Second, we analyze sequence data using three different clonal reconstruction tools from 15 initial engraftments and serial propagation of primary and metastatic breast cancers [3] and visualize these results using EvoFreq. We applied ClonEvol [1], PhyloWGS [2], and CALDER [6] to infer the clonal dynamics from each of the longitudinal xenografts (select inferences are illustrated in Figure 2). Initial processing and reformatting of the somatic single nucleotide variant (SNV), copy-number alteration (CNA), and loss of heterozygosity (LOH) data from whole-genome shotgun sequences (WGSS) and Affymetrix SNP Array 6.0 was carried out to extract read data using custom python scripts and prepare inputs for PhyloWGS and CALDER. Each of these tools requires different pre-processing and infers subclonal reconstructions in different ways. We have incorporated functions within EvoFreq to parse outputs of each of these tools to visualize inferred clonal dynamics using EvoFreq. When the output provides numerous solutions for subclonal reconstructions, the user has an option of returning one or all of these solutions. Examples of this process have also been provided within EvoFreq’s documentation.
Conclusions
We present EvoFreq as a versatile library capable of, generating publication and presentation ready images as well as video for, visualizing clonal frequencies over time. EvoFreq’s design allows for broad access to all users through robust support for input data and input validation functions. EvoFreq can be used for all relational data structures providing many different visualizations from one user-facing library, making it applicable in a number of fields. EvoFreq has currently been adopted by a number of research groups, focused on cancer genomics and mechanistic modelling, and has been used in more than four studies already [4, 9, 11, 12]. All source code, read me, and issue support is available at https://github.com/MathOnco/EvoFreq.

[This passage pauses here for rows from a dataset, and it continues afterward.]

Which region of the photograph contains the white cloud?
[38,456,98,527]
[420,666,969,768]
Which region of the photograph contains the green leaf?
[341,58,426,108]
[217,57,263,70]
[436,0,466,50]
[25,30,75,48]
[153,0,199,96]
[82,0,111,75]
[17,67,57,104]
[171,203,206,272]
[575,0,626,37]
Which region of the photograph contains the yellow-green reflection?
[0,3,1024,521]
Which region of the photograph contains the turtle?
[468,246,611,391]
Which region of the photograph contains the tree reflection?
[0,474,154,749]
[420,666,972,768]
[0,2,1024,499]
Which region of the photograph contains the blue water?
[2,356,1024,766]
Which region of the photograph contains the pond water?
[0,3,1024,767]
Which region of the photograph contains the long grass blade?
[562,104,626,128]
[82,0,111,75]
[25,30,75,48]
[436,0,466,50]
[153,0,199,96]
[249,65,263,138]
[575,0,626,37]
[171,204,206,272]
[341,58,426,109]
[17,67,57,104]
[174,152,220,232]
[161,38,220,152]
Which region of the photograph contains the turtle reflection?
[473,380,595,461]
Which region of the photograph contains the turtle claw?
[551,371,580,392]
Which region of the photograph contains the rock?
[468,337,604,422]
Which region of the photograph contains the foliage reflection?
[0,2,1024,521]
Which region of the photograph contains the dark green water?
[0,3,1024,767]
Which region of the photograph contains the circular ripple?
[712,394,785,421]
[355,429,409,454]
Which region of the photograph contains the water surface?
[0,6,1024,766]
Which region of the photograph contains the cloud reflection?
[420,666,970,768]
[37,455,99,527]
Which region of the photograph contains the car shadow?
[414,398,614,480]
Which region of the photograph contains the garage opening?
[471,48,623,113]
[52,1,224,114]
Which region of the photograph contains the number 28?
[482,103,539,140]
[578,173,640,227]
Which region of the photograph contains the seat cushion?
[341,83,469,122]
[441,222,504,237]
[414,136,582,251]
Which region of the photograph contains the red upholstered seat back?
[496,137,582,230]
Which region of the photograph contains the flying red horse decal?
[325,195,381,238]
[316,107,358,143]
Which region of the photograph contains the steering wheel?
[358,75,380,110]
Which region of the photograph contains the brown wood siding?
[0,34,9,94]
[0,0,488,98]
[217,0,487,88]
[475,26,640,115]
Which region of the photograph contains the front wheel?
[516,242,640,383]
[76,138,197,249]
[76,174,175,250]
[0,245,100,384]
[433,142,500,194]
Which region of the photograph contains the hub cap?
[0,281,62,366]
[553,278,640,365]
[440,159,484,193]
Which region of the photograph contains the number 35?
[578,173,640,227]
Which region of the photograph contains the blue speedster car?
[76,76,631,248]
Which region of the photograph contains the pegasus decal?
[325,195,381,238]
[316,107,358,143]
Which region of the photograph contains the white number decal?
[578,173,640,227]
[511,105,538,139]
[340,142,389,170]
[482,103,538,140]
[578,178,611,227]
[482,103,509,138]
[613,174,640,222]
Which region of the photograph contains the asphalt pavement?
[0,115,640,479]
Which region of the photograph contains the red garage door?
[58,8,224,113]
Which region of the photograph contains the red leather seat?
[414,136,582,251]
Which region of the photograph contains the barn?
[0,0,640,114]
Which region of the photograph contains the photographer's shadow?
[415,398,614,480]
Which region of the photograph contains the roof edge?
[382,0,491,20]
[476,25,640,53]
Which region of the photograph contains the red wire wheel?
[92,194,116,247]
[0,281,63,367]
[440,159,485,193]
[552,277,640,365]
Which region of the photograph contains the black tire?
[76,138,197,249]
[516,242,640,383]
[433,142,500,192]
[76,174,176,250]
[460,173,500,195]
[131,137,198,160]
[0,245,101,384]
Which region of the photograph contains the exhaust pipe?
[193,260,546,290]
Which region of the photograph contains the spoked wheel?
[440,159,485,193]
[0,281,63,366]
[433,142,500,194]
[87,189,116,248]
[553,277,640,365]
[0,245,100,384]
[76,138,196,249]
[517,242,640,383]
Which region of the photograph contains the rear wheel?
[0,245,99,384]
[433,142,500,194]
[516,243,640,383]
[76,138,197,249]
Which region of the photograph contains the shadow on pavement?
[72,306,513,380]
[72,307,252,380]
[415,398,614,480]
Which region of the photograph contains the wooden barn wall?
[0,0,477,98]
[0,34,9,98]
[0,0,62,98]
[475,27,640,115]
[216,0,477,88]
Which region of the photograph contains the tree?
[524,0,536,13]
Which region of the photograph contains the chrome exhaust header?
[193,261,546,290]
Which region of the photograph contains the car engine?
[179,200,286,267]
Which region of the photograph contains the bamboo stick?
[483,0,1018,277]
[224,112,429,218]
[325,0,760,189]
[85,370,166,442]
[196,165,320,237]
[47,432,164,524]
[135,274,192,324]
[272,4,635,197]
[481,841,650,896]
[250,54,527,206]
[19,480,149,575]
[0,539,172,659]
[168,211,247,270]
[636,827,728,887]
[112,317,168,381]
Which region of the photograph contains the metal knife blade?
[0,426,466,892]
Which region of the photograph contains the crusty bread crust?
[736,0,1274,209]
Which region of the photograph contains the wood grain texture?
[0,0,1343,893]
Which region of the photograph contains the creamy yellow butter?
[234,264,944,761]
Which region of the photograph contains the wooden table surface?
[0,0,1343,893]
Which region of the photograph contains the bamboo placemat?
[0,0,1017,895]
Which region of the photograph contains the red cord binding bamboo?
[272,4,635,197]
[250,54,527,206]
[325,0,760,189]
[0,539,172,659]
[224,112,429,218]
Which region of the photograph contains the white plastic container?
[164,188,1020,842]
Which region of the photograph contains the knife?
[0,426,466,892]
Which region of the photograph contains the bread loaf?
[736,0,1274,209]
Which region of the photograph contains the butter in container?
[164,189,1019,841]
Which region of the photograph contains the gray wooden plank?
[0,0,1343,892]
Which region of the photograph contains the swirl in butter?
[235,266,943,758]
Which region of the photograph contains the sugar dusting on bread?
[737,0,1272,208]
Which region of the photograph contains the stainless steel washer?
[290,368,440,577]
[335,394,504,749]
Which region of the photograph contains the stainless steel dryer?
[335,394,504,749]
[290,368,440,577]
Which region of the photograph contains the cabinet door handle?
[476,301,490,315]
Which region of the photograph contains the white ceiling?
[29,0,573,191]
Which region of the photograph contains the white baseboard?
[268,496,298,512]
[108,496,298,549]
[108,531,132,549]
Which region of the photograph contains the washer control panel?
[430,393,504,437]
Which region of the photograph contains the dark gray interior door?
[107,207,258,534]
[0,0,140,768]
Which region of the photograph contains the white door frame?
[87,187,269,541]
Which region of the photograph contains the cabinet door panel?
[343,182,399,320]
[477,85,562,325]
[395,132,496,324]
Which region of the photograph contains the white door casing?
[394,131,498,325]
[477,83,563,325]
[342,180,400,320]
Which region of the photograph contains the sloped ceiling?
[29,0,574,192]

Availability and requirements
Project name: EvoFreq
Project home page: https://github.com/MathOnco/EvoFreq
Operating system: Operating system independent.
Programming languages: R
Other requirements: ggplot2.
License: GNU GPLv3
Any restrictions to use by non-academics: None
Author’s contributions
CDG and ROS wrote the code base and packaged EvoFreq for distribution and prepared the manuscript. RRB assisted in the development of algorithms needed for graphical representation of frequencies. ARAA provided guidance on code development, oversaw all work efforts and provided funding. All authors read, edited, and approved the manuscript.
Funding
The authors gratefully acknowledge funding from both the Cancer Systems Biology Consortium (CSBC) and the Physical Sciences Oncology Network (PSON) at the National Cancer Institute, through grants U01CA232382 (supporting ARAA) and U54CA193489 (supporting CDG, ARAA). ARAA would also like to acknowledge support from the Moffitt Center of Excellence for Evolutionary Therapy. is supported by the Wellcome Trust (grant no. 108861/7/15/7) and the Wellcome Centre for Human Genetics (grant no. 203141/7/16/7).
Availability of data and materials
Not applicable.
Ethics approval and consent to participate
Not applicable.
Consent for publication
Not applicable.
Competing interests
The authors declare that they have no competing interests.